4.  HANDWASHING.  Best technique on the planet for preventing sickness! I'm not kidding. Use soap and wash for a full 15 seconds. Also, watch what those hands touch. (keep them off of public railings, push doors with your arm, not your bare hand and watch out for those germy office telephones!)
5. Consider stopping all your vitamins and getting on Juice Plus whole food supplement instead, with 8 fruits,7 vegies and 2 grains. See  http://www.suewalkerjuiceplus.com/.  watch the 12 min.video.  Email me with questions at suewalkerrn@yahoo.com.
6.  SMILE , LAUGH, PLAY, EXERCISE, Have Fun!!!  Find ways to REDUCE the STRESS!!!

Sunday, November 7, 2010

best antiinflammatory foods

A request came to me to review the antiinflammatory foods.  Be aware that systemic inflammation can be both  inside of us and invisible, as well as very visible by way of soreness. It is a problem we all deal with. It can lead to heart disease, diabetes, cysts in body parts, arthritis, and  lack of energy. You can alter the amt. of inflammation you have. Here are some of the BEST foods for that. They are among some of the BEST foods in the world for us. First, the foods to omit from our diet that contribute to inflammation:  #1. Sugar, and anything made from flour because these foods break down into simple sugar fast in the body, (Pasta included).

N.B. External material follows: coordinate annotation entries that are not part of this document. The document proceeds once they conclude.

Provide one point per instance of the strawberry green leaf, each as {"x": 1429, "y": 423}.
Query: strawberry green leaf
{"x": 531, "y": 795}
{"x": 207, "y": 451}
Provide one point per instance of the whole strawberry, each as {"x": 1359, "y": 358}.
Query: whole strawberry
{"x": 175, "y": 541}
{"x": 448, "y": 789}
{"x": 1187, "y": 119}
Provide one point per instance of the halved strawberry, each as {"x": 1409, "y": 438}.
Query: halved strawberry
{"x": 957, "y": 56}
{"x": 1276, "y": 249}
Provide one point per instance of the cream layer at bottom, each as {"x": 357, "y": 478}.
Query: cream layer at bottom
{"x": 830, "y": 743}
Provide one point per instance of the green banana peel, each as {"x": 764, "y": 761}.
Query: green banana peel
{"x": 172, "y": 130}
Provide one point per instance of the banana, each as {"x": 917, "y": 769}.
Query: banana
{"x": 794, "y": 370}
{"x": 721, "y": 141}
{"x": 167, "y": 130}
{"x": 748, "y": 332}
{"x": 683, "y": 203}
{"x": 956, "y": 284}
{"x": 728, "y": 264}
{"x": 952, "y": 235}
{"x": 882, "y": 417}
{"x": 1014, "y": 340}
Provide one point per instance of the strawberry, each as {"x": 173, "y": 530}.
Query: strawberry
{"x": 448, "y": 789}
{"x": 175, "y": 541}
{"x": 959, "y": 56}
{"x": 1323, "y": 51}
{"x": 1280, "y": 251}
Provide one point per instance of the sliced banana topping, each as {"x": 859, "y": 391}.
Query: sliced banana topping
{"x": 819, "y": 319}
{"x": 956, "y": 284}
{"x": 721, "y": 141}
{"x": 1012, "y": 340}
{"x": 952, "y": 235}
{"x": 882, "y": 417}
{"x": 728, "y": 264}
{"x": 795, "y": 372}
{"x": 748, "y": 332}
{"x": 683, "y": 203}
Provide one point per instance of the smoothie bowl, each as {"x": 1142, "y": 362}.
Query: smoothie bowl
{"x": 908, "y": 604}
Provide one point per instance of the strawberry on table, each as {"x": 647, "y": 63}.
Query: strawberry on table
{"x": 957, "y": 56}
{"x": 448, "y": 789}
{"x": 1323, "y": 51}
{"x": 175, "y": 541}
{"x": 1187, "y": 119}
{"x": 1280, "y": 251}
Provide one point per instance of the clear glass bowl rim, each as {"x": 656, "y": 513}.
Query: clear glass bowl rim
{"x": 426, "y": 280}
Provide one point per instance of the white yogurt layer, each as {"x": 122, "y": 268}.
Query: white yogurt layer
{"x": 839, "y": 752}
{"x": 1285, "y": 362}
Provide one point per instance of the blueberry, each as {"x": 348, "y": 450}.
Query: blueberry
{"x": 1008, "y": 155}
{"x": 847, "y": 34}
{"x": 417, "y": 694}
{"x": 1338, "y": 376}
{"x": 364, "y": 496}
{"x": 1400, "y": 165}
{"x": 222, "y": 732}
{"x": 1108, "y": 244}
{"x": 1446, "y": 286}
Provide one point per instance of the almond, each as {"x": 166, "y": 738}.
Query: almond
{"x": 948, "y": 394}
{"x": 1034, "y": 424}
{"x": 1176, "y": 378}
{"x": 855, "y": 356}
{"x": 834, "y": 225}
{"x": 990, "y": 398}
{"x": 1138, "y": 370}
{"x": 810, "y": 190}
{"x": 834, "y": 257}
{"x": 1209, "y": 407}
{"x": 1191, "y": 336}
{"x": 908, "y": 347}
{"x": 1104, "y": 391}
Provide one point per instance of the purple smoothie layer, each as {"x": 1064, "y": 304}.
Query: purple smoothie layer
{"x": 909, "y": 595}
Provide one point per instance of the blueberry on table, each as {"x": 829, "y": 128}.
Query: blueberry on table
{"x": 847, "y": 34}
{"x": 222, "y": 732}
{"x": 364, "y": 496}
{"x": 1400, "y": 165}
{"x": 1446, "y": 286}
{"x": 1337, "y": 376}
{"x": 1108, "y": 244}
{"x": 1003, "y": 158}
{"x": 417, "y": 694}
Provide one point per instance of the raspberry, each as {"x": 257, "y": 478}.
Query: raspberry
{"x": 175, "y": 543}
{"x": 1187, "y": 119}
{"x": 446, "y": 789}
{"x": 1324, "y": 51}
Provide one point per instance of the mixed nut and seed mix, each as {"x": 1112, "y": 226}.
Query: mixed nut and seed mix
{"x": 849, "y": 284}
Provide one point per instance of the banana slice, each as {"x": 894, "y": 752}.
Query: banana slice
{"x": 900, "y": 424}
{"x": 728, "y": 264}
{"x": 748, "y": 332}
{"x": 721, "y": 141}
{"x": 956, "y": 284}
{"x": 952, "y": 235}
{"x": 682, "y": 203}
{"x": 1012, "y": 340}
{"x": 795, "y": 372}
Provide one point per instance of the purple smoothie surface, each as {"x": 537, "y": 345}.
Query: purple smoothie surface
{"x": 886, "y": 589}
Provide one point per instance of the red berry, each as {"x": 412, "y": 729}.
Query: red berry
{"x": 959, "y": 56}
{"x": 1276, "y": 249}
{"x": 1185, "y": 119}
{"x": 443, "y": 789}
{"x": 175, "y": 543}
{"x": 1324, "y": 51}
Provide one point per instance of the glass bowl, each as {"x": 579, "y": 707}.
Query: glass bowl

Of course, whole grain is recommended, but the long term goal for change would be to eliminate all flour based foods from our diet if you are talking about getting rid of inflammation issues.  #2. hydrogenated fats and saturated fats (animal).  Now, for the BEST antiinflammatory foods:  Try to eat one out of this group each meal:
1. Salmon and Omega 3 rich foods and oils. Take a supplement of Omega 3 to really help. (Flaxseed oil etc)
2. green tea, one cup a day!
3. Cruciferous vegies: brocolli, brussel sprouts, cauliflower,
4. salads with fresh greens (Kale, Spinach, Collard, Turnip) Kale really isn't that bad, I have grown to love it.
5.  garlic
6. Cherries and blueberries ( perhaps stir them frozen into hot oatmeal for breakfast!)
LASTLY< and the BEST way to decrease inflammation is to EXERCISE ( increase oxygen intake!) Very Lastly, I would be amiss to not let you know that one of the clinical studies for Juice Plus proved it reduces inflammation that leads to disease. (http://www.suewalkerjuiceplus.com/  scroll down to research).  Remember, Slow and steady good changes win the race in the long run!

Tuesday, November 2, 2010

BEANS

Hi there!  Welcome! If you've not read previous posts, PLEASE read below and back to August's posts, as they have great information for your HEALTH!  I mean it. Now, a quickie.  BEANS!  I am talking pinto, red, black, kidney etc. They are so easy to cook. They have more antioxidant power than blueberries.  Did I tell you why antioxidants are so important?  As you exercise, work, live, you are a machine that produces oxidation in your body.  This causes free radicals (cells that are not quite right) to roam.  God made them such that if you eat right, they will not be a problem. The good foods for you, like fruits, vegetables, and legumes (dried beans) have antioxidants to combat these free radicals.  A free radical can gather with others and make cancer and other health problems.  They have one less electron than regular good cells.  The antioxidants in healthy food DONATE one of their electrons which the free radicals take up and then are neutralized.  WOW!!  Aren't we "fearfully and wonderfully made" as Scripture says?  So,  when I say something has a lot of antioxidants, GO FOR IT!!  Beans:  buy a bag of pintos, red or kidney beans.Wash in a collander.  Put them in enough water to cover by 2 inches  then boil a few minutes and let them sit an hour.  After that, put the burner on and cook them for 2 more hours, in same water is fine.  BINGO.  Done, fineeshio. Keep them ready to eat in fridge and throw them in spaghetti, salads, smoothies (well, thats a stretch).  3 tablespoons is a serving.  Eat at least 2-3 times a week, (I eat them almost daily for my protein.)  ENJOY and remember, the small changes or additions you make each day over the long haul MAKE BIG DIFFERENCES!!

Monday, October 4, 2010

Top Nutrition points and recipes

Happy Birthday to my sweet daughter Rachel!!  Hello to all!!  I have said so much thus far.  All of it is so important to your health, so if you haven't read my previous blogs, for your health sake, please take a few moments and scroll down, then go to August  and scoll down to read. To comment, press comment at bottom of blog, then press google, answer a few simple questions, then comment away!! or email me at suewalkerrn@yahoo.com.  Now for the recap and a few recipes as promised.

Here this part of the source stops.